I droni ucraini che hanno colpito un centro logistico a Kovotsk, nella regione russa occidentale di Tambov, hanno ucciso 8 lavoratori e ne hanno feriti altri 24. Il governatore regionale, Evgeni Pervyshov, ha trasmesso il bilancio sul suo canale Telegram, specificando che si trattava di operai del turno notturno di un centro logistico proprietà di una grande azienda locale, la Wildberries. In seguito alle esplosioni nel magazzino è scoppiato un incendio. Si tratta dell’ennesimo attacco ucraino volto a indebolire la catena logistica della Federazione russa, ma finora non si era mai registrato un bilancio così alto di vittime e feriti.
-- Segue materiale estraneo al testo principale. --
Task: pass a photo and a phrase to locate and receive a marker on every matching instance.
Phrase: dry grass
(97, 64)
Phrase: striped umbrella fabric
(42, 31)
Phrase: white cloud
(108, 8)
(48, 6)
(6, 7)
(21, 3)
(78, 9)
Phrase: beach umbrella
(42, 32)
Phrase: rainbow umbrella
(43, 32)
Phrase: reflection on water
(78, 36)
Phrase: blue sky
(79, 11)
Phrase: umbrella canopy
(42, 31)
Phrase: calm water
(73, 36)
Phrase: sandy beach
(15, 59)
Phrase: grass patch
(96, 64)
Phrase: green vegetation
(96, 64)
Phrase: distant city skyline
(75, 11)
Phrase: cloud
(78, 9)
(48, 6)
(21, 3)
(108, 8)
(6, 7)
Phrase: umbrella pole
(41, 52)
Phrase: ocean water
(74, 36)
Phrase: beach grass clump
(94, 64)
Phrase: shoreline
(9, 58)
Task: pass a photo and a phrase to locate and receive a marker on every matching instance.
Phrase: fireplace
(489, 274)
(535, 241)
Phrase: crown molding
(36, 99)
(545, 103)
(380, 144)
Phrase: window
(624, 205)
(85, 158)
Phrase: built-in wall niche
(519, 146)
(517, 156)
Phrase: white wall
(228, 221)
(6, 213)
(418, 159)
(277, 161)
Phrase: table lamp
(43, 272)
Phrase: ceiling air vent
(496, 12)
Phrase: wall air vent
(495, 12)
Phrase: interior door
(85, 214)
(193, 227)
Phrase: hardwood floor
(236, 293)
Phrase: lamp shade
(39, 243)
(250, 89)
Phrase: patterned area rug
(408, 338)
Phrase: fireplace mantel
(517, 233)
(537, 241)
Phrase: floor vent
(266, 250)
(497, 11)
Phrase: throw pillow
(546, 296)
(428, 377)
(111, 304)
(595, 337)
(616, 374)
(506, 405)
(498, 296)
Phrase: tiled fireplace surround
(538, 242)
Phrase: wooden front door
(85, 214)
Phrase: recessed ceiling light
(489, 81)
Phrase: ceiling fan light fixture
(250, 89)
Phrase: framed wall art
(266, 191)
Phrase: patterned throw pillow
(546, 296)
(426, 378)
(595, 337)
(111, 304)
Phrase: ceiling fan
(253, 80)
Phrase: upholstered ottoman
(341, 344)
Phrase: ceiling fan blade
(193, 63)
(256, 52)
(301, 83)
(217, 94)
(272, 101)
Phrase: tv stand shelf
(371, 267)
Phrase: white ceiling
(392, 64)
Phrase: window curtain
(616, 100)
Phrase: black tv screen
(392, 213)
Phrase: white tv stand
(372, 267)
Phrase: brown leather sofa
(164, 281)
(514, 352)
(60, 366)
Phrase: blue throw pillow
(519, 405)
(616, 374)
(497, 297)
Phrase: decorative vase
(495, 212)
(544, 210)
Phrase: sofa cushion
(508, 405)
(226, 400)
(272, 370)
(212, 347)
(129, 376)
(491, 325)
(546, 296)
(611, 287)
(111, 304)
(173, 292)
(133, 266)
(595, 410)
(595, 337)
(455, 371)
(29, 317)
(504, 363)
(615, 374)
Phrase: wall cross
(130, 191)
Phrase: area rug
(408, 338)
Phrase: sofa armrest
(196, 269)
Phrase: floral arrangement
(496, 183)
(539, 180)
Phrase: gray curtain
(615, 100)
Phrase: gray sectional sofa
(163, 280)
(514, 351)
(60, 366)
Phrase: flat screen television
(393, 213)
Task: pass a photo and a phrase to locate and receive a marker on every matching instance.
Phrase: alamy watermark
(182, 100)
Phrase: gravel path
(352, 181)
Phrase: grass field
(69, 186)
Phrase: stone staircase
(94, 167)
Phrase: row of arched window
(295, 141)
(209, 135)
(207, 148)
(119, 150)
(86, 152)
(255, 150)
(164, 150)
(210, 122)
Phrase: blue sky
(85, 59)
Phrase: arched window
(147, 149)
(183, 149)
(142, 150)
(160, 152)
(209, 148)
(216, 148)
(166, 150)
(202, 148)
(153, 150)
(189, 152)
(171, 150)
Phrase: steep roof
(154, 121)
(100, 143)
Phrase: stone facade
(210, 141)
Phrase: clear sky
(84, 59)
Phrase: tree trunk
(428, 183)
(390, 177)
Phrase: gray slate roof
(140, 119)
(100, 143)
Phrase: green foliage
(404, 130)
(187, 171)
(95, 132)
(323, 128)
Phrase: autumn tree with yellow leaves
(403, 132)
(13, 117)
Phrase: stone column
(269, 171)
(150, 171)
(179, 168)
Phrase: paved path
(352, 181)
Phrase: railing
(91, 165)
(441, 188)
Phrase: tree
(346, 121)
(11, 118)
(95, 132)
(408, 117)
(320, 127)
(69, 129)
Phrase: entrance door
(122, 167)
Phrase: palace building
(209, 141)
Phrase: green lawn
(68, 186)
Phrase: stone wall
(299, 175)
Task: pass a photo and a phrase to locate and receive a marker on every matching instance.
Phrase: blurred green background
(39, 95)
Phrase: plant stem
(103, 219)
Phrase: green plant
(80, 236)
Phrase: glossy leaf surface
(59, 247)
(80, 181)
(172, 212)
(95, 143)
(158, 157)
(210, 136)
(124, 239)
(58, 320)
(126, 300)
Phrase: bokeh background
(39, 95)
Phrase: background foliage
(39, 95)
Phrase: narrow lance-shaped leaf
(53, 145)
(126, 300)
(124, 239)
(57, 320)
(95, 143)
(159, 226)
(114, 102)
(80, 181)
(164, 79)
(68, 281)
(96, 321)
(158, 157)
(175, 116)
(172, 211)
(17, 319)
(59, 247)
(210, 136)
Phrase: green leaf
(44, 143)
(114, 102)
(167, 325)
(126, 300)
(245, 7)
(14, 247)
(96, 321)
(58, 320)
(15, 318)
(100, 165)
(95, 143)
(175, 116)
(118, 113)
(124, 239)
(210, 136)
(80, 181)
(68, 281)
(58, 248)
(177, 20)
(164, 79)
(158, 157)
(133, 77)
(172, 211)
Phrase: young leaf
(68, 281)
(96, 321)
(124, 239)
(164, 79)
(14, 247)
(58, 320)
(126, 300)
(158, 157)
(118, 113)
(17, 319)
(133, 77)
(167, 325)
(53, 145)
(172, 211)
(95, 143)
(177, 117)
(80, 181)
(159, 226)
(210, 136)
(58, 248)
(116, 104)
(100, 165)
«Queste strutture venivano utilizzate dall’aggressore per garantire la fornitura di componenti soggetti a sanzioni destinati alla produzione di droni e di apparecchiature di navigazione» ha dichiarato Zelensky rivendicando l’attacco «a oltre 700 km dal nostro confine». Dopo le raffinerie petrolifere, le navi della flotta ombra è i centri militari, l’attacco di ieri inaugura una nuova fase della strategia dalla distanza ucraina. E da Mosca promettono già una nuova rappresaglia. Anche Mosca è stata bersagliata dai droni di Kiev, 22 secondo il sindaco Sergei Sobyanin, ma i velivoli sono stati abbattuti in aria e qualche danno si è registrato solo per la caduta di detriti. Secondo la parte ucraina la scorsa notte è stata colpita un’altra raffineria russa, a Noginsk, oltre a «obiettivi nel Mar d’Azov, nel Mar Nero e nella Crimea temporaneamente occupata».